Hi,
I currently try to stress-test an unikernel which uses the mirage-tcpip stack and see if we don't have a memory leak. I audited my application to check if new connections are properly closed - and by this way, check that if we have a memory leak, it's probably due to the underlying layer, in my case, mirage-tcpip.
The stress test is about a simple relay (compiled for Solo5/hvt and available here: bob-hvt). You can check the source code here: https://github.com/dinosaure/bob. The situation is: I try to launch 512 clients and check if they can find their peers from a shared password. On the other side, I monitor the relay.

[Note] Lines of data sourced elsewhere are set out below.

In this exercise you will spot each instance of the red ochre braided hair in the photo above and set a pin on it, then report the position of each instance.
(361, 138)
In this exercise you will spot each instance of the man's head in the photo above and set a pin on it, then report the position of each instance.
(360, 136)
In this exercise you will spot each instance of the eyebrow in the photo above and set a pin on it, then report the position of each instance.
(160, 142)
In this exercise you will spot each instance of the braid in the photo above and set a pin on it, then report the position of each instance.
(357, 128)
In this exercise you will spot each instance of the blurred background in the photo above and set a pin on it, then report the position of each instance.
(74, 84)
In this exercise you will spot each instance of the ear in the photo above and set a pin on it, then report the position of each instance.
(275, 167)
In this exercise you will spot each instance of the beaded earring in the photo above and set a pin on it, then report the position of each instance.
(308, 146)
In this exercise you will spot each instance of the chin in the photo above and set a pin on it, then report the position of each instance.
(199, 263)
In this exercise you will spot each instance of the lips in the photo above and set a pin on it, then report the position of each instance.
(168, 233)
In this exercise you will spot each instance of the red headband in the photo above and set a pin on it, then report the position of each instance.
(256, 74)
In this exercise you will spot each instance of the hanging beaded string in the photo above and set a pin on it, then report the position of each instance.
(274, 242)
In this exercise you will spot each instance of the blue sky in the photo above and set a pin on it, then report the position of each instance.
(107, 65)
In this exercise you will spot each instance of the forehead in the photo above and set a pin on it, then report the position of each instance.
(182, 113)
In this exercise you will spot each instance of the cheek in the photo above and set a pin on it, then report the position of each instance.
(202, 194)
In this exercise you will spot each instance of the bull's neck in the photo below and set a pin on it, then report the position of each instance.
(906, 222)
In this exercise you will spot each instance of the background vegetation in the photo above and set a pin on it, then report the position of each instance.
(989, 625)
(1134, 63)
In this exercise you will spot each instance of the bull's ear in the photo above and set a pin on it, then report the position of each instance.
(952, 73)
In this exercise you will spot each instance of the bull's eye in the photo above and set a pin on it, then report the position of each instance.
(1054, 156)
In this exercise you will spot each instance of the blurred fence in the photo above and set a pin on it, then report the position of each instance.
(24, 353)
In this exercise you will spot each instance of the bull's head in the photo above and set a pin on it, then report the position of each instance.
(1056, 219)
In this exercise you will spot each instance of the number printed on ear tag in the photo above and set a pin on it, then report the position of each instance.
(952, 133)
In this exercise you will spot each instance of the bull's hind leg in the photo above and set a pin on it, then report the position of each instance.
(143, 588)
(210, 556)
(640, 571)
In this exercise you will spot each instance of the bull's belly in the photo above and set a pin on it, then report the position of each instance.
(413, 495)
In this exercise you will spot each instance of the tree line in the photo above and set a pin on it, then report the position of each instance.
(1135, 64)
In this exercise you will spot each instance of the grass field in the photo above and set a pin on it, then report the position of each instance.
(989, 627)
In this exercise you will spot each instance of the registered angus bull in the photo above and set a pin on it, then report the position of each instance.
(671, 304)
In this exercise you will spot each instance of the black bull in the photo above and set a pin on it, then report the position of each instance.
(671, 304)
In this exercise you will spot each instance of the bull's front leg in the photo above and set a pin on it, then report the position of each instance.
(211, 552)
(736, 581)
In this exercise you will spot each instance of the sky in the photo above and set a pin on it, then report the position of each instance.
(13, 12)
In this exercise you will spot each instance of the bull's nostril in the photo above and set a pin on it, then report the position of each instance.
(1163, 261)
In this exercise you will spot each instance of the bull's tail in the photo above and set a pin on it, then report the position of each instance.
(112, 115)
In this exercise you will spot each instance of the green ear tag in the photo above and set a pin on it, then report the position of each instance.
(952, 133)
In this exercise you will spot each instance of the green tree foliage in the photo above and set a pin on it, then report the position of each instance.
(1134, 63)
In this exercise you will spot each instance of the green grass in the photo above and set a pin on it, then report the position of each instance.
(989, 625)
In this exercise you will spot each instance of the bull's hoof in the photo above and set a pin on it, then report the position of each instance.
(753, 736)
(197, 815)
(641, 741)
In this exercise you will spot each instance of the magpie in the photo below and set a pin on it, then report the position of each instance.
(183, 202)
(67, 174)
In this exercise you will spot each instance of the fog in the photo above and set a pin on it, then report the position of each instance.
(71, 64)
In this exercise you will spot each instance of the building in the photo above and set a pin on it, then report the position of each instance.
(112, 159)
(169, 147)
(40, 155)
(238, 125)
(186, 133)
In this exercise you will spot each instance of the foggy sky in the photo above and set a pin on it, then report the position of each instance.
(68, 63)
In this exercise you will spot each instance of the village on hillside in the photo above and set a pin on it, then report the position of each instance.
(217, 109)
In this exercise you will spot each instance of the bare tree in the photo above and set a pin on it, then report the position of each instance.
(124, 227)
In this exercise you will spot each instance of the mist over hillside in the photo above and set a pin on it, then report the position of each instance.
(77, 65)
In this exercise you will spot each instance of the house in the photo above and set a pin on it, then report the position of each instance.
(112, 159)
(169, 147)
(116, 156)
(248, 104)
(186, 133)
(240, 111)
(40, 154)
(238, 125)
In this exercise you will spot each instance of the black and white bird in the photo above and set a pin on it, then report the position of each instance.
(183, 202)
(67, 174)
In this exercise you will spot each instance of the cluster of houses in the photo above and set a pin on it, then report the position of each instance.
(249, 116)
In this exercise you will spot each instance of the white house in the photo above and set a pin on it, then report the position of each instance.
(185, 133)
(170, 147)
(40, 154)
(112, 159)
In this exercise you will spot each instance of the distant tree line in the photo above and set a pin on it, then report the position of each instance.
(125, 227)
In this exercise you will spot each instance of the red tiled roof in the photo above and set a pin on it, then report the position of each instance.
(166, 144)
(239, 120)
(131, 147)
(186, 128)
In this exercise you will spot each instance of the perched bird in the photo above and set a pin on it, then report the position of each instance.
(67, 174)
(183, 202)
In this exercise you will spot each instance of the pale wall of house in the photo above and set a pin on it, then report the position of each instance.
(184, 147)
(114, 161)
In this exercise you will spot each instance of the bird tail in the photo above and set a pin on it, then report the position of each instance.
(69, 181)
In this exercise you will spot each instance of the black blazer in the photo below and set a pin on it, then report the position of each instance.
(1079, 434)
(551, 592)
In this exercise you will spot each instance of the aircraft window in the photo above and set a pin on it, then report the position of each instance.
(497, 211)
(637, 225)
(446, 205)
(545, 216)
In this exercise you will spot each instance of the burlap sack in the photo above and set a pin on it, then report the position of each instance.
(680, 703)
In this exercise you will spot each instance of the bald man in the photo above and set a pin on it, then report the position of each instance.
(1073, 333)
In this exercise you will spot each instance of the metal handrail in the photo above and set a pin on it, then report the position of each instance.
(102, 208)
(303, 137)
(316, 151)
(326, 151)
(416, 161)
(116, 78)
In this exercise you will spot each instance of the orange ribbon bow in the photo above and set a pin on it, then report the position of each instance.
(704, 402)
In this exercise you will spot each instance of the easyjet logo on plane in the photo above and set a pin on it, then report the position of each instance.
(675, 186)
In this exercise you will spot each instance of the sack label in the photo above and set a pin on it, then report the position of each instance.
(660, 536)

The script (bash + parallel) to launch the stress is here:
#!/bin/bash
MAX=256
LEN=16
IP="10.0.0.2" # IP of the relay
PASSWORDS=()
for i in $(seq $MAX); do
P=$(echo $RANDOM | base64 | head -c $LEN);
while [[ " ${PASSWORDS[*]} " =~ " ${P} " ]]; do
P=$(echo $RANDOM | base64 | head -c $LEN);
done;
PASSWORDS+=( $P )
done
PASSWORDS=($(printf "%s\n" "${PASSWORDS[@]}" | sort -u))
IFS=$'\n'
COMMANDS=()
FILES=()
for i in ${!PASSWORDS[@]}; do
SEND="./bob.com send -r $IP file.txt -p ${PASSWORDS[$i]} -vvv 2> output.send.$i > /dev/null";
RECV="./bob.com recv -r $IP ${PASSWORDS[$i]} -vvv -o file.txt.$i 2> output.recv.$i > /dev/null";
COMMANDS+=( $SEND )
COMMANDS+=( $RECV )
FILES+=( "file.txt.$i" )
done
COMMANDS=( $(shuf -e "${COMMANDS[@]}") )
parallel -j $MAX ::: ${COMMANDS[@]}
HASHES=($(sha256sum ${FILES[@]}))
rm ${FILES[@]}
for hash in ${HASHES[@]}; do
echo $hash
done
It requires bob.com as the client, a random file.txt and the relay deployed somewhere (by default, we use one deployed at osau.re, my server). If you launch the stress-test, you can see that the relay lets clients to solve the initial handshake and allocate a secure room to let associated peers to share something (in my example, a simple file).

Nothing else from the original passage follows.